Former Staten Island Railway station

West New Brighton, also referred to as West Brighton, is a station on the abandoned North Shore Branch of the Staten Island Railway. It had two side platforms and two tracks. It was located at-grade in the West New Brighton section of Staten Island, north of Richmond Terrace between North Burgher Avenue and Broadway. The station site is 2.4 mi from the Saint George terminus. No trace of the station exists today.

==History==
The station opened on February 23, 1886. Constructed of wood, it had two high-level side platforms designed with Victorian features. A stationhouse and overpass were located in the center of the station, with the stationhouse sitting on the southern (eastbound) platform. West of the station, the line crossed an eight-foot high suspension bridge over Bodine Creek towards Port Richmond. The low clearance of the bridge attracted some individuals to fish and crab from the trestle, leading to several accidents. The low bridge was replaced with a concrete trestle between 1935 and 1937, ending just west of West Brighton station. The station closed on March 31, 1953, along with the rest of the North Shore branch as well as the South Beach branch.

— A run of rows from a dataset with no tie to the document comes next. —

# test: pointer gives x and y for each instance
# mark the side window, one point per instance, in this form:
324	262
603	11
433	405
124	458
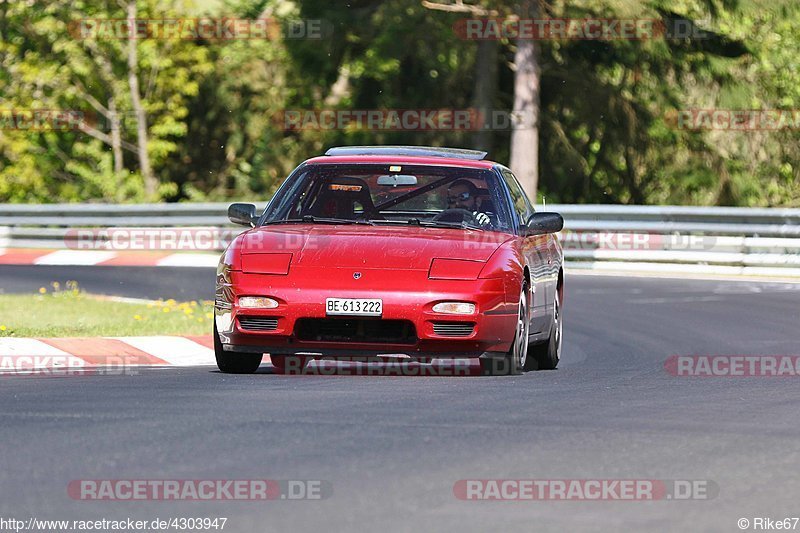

West New Brighton is one of the stations to be returned to operation under the proposals for reactivation of the North Shore branch for rapid transit, light rail, or bus rapid transit service. Though New York City owns the right-of-way of the line at the former station site, its location on developed property has made it difficult to restore service on the North Shore Branch line. The Arlington bound tracks of the right-of-way have been removed entirely and the Saint George bound tracks were left in place after freight operations ceased in the late 80's and were filled in with wood planks by the property owner and paved over for truck use at the dockyard location, although they have started to become visible through wear and tear of the paved roadway along the site Kill Van Kull.